La jueza de instrucción Susana Medina de Risso lo procesó y le concedió la excarcelación en la causa por presunta estafa, radicada en su juzgado, según informó a La Nación la abogada de Castillo, Nora Lanfranqui.

Al mismo tiempo, el juez federal Aníbal Ríos ordenó que permaneciera en la alcaidía de los tribunales de la provincia, a falta de un centro de detención de las fuerzas nacionales, para continuar su investigación por el presunto delito de falsificación de documento o uso de documento falso y sobre la documentación de su pick up Toyota que conducía en Paraná.

"Estamos requiriendo peritajes sobre los documentos falsos que poseía y acreditando fehacientemente la identidad del detenido", dijo Ríos a La Nación , y recordó que le quedan 6 días dentro de los plazos procesales para expedirse sobre la situación de El Indio y brindarle o no la libertad. Luego admitió que, por intermedio de su juzgado, se hizo un allanamiento en la vivienda que ocupaba Castillo, medida solicitada por el juez Galeano, que investiga el ataque a la AMIA, pero no precisó los resultados de la requisa.

Investigación

Fuentes policiales aseguraron a La Nación que el único elemento vinculado con la AMIA hallado en la vivienda que ocupaba fue un artículo escrito referido a una hipótesis sobre el origen del ataque, pero la Unidad de Investigaciones Antiterroristas puso otros elementos a disposición de Galeano.

La casa que habitó por pocos días en Paraná, ubicada en Burmeister 426, en un barrio pobre del sudoeste de la ciudad, permanecía ayer bajo una estricta vigilancia y clausurada. Efectivos policiales impidieron el paso al cronista de La Nación con el argumento de que "todavía guarda elementos" que podrían ser útiles a las causas.

El juez federal investigaba ayer la procedencia de los documentos falsos de Castillo: un DNI a nombre de Oscar César Peverano, con el número 5.533.518, y una cédula de la Policía Federal con la misma identidad, además de la tarjeta verde del vehículo que conducía, también con irregularidades. Castillo reconoció ante la Justicia que compró los documentos, como una manera de resguardar su identidad. Para avanzar en la eventual extradición a Corrientes, Aníbal Ríos le pidió a la jueza civil y comercial de Monte Caseros, interinamente a cargo del juzgado de instrucción de esa jurisdicción, "que cumpla con los recaudos que establece la ley para extraditarlo; que certifique que la persona que busca es ésta", explicó la abogada de Castillo, Nora Lanfranqui.

La familia teme que lo maten

Hace cuatro meses que Carlos "El Indio" Castillo se fue de su casa, en la ciudad de La Plata, donde no supieron más de él hasta que su imagen apareció en televisión, pocos días atrás.
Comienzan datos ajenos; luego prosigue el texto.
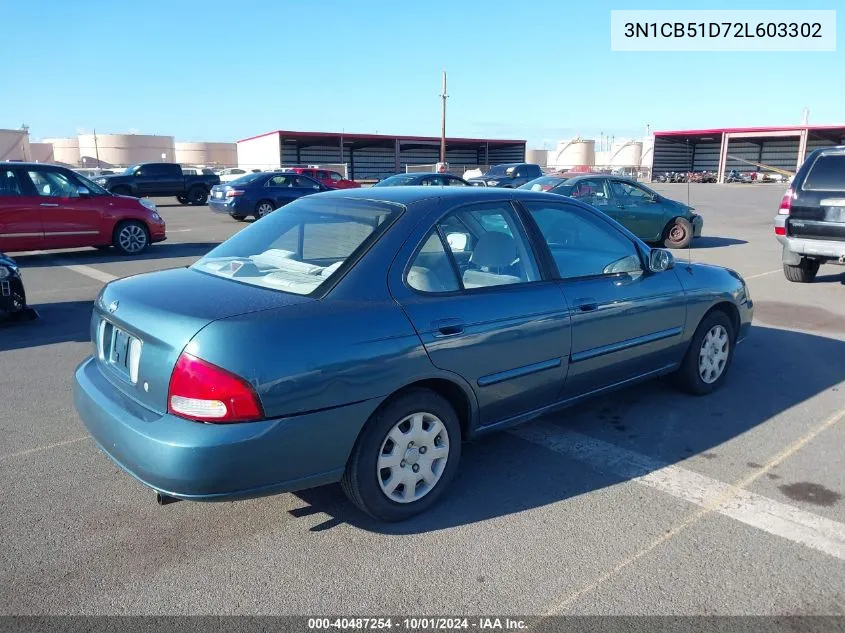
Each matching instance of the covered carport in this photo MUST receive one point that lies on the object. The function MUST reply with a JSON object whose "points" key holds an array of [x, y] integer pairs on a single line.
{"points": [[774, 149]]}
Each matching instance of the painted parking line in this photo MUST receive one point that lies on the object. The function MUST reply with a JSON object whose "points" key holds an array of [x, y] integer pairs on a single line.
{"points": [[768, 515], [88, 271], [47, 447]]}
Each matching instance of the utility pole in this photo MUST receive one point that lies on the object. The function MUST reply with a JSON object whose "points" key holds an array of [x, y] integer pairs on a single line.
{"points": [[443, 122], [96, 148]]}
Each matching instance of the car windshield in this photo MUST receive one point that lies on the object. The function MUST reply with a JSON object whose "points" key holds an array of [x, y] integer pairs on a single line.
{"points": [[500, 170], [398, 179], [246, 179], [301, 247], [95, 189]]}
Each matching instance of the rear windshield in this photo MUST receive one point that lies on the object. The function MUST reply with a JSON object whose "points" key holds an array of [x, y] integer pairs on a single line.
{"points": [[827, 173], [544, 183], [393, 181], [302, 246]]}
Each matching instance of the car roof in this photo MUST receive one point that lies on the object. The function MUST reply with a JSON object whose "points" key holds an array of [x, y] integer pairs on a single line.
{"points": [[450, 195]]}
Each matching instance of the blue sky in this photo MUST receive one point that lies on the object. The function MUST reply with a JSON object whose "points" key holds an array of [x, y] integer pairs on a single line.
{"points": [[220, 71]]}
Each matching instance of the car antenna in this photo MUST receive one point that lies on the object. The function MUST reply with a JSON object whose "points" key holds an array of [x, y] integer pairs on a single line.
{"points": [[689, 206]]}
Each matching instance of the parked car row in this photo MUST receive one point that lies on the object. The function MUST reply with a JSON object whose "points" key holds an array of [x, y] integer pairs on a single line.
{"points": [[485, 308]]}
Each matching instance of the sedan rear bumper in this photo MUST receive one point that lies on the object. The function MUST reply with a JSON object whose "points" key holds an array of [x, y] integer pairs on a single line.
{"points": [[208, 462]]}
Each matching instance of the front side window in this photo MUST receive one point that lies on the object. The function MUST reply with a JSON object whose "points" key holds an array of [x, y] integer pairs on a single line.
{"points": [[307, 183], [590, 190], [9, 183], [827, 173], [487, 246], [583, 245], [52, 184]]}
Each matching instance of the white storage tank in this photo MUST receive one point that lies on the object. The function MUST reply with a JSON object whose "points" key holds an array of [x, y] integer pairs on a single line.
{"points": [[537, 156], [206, 154], [126, 149], [626, 154], [577, 152], [65, 150]]}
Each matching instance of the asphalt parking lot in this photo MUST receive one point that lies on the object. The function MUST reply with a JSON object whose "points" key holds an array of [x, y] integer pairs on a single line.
{"points": [[647, 502]]}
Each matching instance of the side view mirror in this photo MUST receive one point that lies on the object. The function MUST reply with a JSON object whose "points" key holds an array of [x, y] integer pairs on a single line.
{"points": [[660, 260]]}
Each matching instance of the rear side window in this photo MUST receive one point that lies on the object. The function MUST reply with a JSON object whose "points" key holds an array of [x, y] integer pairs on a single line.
{"points": [[827, 173], [9, 183]]}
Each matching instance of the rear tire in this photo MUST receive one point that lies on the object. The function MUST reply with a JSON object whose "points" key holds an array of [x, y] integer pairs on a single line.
{"points": [[197, 196], [425, 454], [678, 233], [131, 237], [803, 273], [709, 356]]}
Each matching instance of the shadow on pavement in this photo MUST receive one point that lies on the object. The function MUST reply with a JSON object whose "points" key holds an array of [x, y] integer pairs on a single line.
{"points": [[502, 474], [715, 242], [94, 256], [58, 322]]}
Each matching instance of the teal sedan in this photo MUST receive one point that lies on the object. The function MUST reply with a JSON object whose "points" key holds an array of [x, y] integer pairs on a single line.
{"points": [[648, 215]]}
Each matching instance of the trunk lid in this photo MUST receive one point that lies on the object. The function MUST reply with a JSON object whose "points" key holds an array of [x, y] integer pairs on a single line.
{"points": [[147, 320]]}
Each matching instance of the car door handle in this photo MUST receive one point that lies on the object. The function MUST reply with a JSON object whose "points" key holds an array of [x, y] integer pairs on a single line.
{"points": [[448, 327], [586, 305]]}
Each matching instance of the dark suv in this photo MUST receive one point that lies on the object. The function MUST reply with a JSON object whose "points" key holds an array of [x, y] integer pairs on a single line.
{"points": [[511, 175], [811, 219]]}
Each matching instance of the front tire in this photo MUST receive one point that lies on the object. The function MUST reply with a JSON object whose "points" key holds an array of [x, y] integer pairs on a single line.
{"points": [[265, 207], [678, 233], [709, 356], [803, 273], [405, 457], [131, 238]]}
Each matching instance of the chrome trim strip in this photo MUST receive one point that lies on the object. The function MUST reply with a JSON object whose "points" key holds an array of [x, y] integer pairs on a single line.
{"points": [[626, 344], [518, 372]]}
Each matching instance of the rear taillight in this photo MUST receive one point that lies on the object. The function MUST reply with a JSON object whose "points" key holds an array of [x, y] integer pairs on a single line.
{"points": [[206, 393], [786, 202]]}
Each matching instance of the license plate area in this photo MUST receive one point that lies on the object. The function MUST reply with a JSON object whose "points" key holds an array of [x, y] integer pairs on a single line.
{"points": [[119, 350]]}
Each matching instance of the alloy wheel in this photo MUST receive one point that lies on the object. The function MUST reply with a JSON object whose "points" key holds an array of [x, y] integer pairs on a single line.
{"points": [[132, 238], [413, 457]]}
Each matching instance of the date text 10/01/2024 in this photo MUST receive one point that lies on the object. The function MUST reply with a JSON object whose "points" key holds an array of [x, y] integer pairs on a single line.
{"points": [[723, 29], [416, 624]]}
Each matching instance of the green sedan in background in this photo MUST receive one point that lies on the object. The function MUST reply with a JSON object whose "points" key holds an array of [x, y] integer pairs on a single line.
{"points": [[648, 215]]}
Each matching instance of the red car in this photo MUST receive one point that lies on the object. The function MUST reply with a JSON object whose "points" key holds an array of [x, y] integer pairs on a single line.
{"points": [[47, 206], [326, 177]]}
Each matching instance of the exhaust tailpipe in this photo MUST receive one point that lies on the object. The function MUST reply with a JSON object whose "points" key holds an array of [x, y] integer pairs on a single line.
{"points": [[163, 499]]}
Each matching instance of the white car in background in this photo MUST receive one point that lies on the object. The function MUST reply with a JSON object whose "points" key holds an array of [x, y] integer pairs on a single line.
{"points": [[233, 173]]}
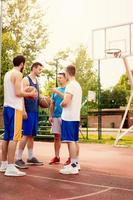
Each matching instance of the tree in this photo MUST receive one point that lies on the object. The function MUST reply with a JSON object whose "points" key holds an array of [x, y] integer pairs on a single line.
{"points": [[23, 19], [86, 75], [23, 32]]}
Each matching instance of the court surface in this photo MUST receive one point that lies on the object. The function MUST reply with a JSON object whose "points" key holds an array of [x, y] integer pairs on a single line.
{"points": [[106, 174]]}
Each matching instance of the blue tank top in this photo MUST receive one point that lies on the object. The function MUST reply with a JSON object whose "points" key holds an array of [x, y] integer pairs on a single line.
{"points": [[32, 105]]}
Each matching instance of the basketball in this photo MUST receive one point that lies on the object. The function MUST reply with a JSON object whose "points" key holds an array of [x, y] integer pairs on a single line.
{"points": [[30, 89], [44, 102]]}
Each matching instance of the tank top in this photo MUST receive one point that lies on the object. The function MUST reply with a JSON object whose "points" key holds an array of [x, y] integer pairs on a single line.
{"points": [[10, 99], [32, 105]]}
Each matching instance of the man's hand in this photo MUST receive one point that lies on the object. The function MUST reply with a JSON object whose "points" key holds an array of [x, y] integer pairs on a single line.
{"points": [[54, 90], [51, 120], [24, 114]]}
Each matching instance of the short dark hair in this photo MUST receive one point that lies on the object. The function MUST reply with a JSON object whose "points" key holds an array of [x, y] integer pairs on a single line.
{"points": [[71, 70], [62, 73], [35, 65], [18, 60]]}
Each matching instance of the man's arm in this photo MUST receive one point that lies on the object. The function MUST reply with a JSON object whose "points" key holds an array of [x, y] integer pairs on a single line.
{"points": [[51, 110], [19, 91], [67, 99], [61, 94]]}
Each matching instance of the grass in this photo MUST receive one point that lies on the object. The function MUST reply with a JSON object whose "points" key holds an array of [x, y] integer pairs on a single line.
{"points": [[106, 139]]}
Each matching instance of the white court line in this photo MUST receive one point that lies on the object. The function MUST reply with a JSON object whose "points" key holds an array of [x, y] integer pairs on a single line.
{"points": [[87, 195], [82, 183], [97, 173]]}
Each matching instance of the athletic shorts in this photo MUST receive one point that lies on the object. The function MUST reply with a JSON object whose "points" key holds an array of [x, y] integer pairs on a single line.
{"points": [[69, 131], [56, 126], [12, 124], [30, 125]]}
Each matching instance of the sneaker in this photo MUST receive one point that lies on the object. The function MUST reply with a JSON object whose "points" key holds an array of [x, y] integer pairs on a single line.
{"points": [[78, 166], [34, 161], [3, 168], [14, 172], [68, 161], [54, 160], [20, 164], [69, 170]]}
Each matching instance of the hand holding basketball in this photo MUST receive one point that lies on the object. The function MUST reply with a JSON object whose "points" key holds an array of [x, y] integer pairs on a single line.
{"points": [[44, 102], [32, 92]]}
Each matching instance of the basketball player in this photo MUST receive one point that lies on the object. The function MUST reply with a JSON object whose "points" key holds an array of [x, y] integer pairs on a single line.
{"points": [[12, 114]]}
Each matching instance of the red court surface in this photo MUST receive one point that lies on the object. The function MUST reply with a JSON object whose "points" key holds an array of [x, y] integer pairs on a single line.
{"points": [[106, 174]]}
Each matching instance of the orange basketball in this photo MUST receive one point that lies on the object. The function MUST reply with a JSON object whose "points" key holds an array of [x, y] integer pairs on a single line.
{"points": [[44, 102], [30, 89]]}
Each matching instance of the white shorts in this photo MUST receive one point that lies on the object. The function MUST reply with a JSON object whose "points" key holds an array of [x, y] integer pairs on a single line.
{"points": [[56, 126]]}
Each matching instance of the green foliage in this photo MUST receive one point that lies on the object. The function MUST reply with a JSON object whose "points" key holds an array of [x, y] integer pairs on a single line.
{"points": [[46, 91], [86, 75], [23, 20], [23, 32], [113, 99]]}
Su familia (la esposa y un hijo, de 19 años) es su sostén. "Aldo Rico lo abandonó a su suerte, después de años de trabajar juntos. Hoy tenemos miedo de que lo maten por lo que pueda contar", había dicho anteayer la esposa a La Nación .

Castillo entró y salió de la cárcel hasta que encajó en el esquema de Rico. Trabajó para el partido del ex carapintada, el Modín, y en 1995 manejaba un automóvil con patente del Congreso, a nombre del entonces diputado riquista Emilio Morello.

Castillo cree "ingenuamente que el Ñato -como le dicen al ministro de Seguridad bonaerense- va a tirarle un cable, sin saber que su ex amigo le quitó todo su apoyo y lo mandó debajo del tren", dijo su familia, tal como publicó La Nación en su edición de ayer.